Tuesday, October 23, 2018

Notes on Money-Income Causality and Sticky Wages

The initial impetus for this post came from David Henderson's helpful encyclopedia entry for Christopher Sims. I found the money-income causality argument particularly interesting:
One of Sim's earliest famous contributions was his work on money-income causality, which was cited by the Nobel committee. Money and income move together, but which causes which? Milton Friedman argued that changes in the money supply caused changes in income, noting that the supply of money often rises before income rises. Keynesians such as James Tobin argued that changes in income caused changes in the amount of money. Money seems to move first, but causality, said Tobin and others, goes the other way: people hold more money when they expect income to rise in the future. 
Which view makes more sense? Upon applying Clive Granger's econometric test of causality, Sims concluded:
The hypothesis that causality is unidirectional from money to income [Friedman's view] agrees with the postwar U.S. data, whereas the hypothesis that causality is unidirectional from income to money [Tobin's view] is rejected.
Regular readers won't be surprised, that I also consider money-income causality effects in terms of tradable sector and non tradable sector contributions to general equilibrium outcome. Even as causality mostly originates via money to income, additional money supply (non inflationary) still originates in positive output changes. As always, real economy growth - or the lack of it - is the long run deciding factor.

While output growth is relatively transparent in tradable sectors, the lack of actual output transparency in (some forms of) non tradable sector activity, makes for too easy assumptions that causality may flow from income to money. Importantly, the income to money causality rationale can prove dangerous as well if carried too far. However, today's knowledge production dependency, which I've referred to as a form of secondary market, is so integral to economic activity that oft extensive price making in these areas isn't easy to discern. Price making in non tradable sector knowledge production can be all the more problematic, since it further impacts supply and demand for all markets in unpredictable ways.
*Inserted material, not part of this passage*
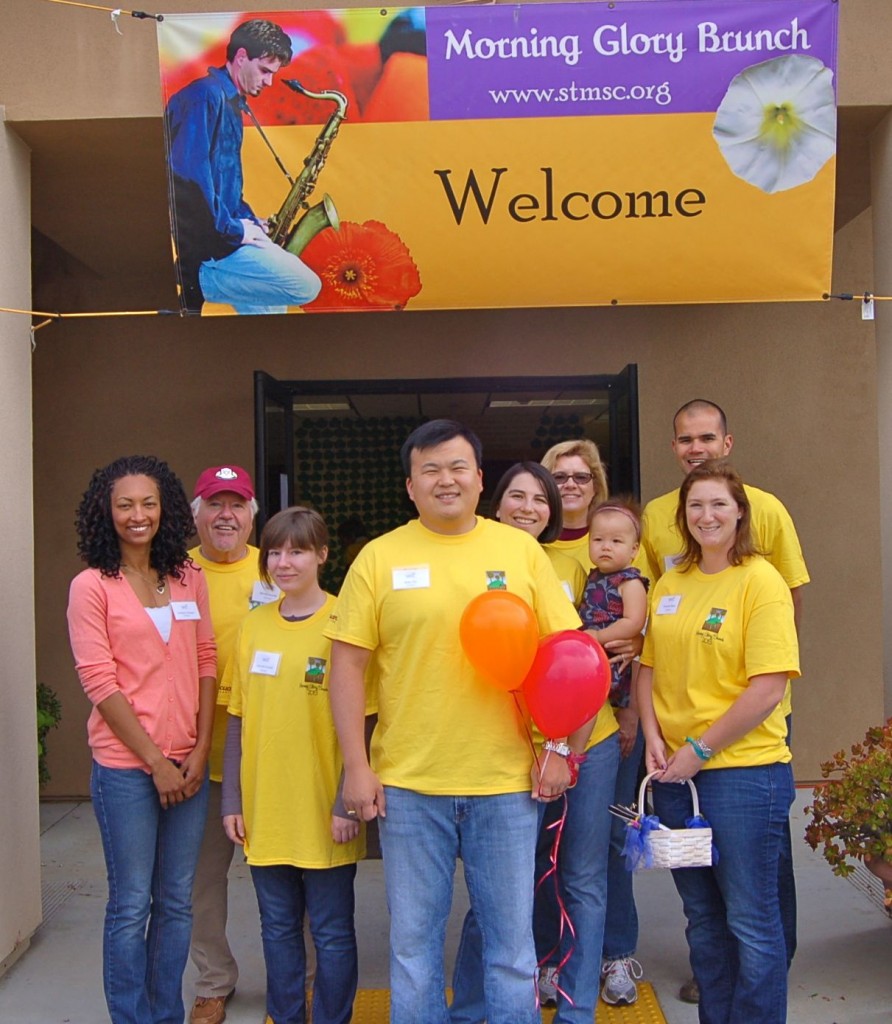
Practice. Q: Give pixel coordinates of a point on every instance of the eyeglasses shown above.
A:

Even though non tradable sector time based product depends on general equilibrium dimensions, once a nation's high skill professionals gain confidence in their country's resource capacity and market definition, wage or income demand becomes resistant to change, hence is "sticky downwards". Chances are, downward stickiness also provides rationale for the appearance of income to money causality, because a nation state will take extensive monetary and fiscal measures to maintain a given general equilibrium level, especially after general equilibrium conditions begin to suffer from too few ares of growth (wealth) origination.
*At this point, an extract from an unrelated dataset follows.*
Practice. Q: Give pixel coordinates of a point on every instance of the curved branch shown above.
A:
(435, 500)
Wage stickiness in tradable sector activity is generally less of a problem. These points of wealth origination are often quick to respond to changes in supply and demand, in that output levels which directly contribute (internally) to nominal income aggregates, can be readily shifted. On the other hand, professional time based product in non tradable sector activity, where compensation is externally derived from existing monetary flows, lacks the flexibility to quickly respond to market changes. Hence the activity of the latter imposes restraints on general equilibrium conditions which may not be easy to recognize. In a recent follow up of an earlier popular post re sticky wages, David Glasner observes:
Market-clearing equilibrium requires not merely isolated price and wage cuts by individual suppliers of inputs and final outputs that will be consistent with market clearing, but a convergence of expectations about the prices of inputs and outputs. And there is no market mechanism that achieves that convergence of expectations.
Consider why this matters, for what have become the required societal inputs which ultimately result in a "final" form of high skill time based product. Presently, the costs of human capital - due to societal expectations - are resistant to the recent ability of digital potential to contribute to learning by doing processes which could greatly reduce these initial cost burdens. Nevertheless, not only does the asymmetric compensation of secondary market knowledge application provide immense skills flexibility, it is integral to the very framework in which much of today's wealth takes place. Sticky markets indeed!
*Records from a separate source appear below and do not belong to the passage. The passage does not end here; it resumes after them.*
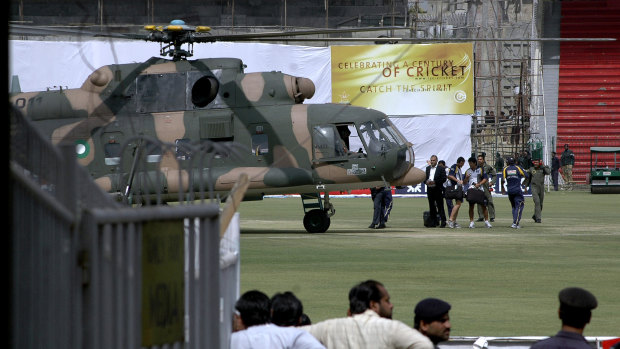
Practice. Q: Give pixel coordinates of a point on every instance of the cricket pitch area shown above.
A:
(500, 281)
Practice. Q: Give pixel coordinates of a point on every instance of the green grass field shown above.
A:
(500, 281)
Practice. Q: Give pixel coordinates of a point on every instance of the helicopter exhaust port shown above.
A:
(204, 91)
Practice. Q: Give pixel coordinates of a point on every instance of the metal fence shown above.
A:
(85, 269)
Hence what is now needed, is a digitally enhanced supply side structure for knowledge production, which can generate new wealth capacity to restore a growth frontier along the margins of today's NIMBY general equilibrium. A symmetrically aligned organizational structure creates internal reciprocity, which in turn makes internal coordination a viable economic option. After all, as Glasner rightly explained, it can be all but impossible to achieve the coordination of labour markets at a general equilibrium level. Fortunately, it's still feasible to create defined equilibrium settings at local levels, where the time value of our labour might once again contribute to overall growth and productivity.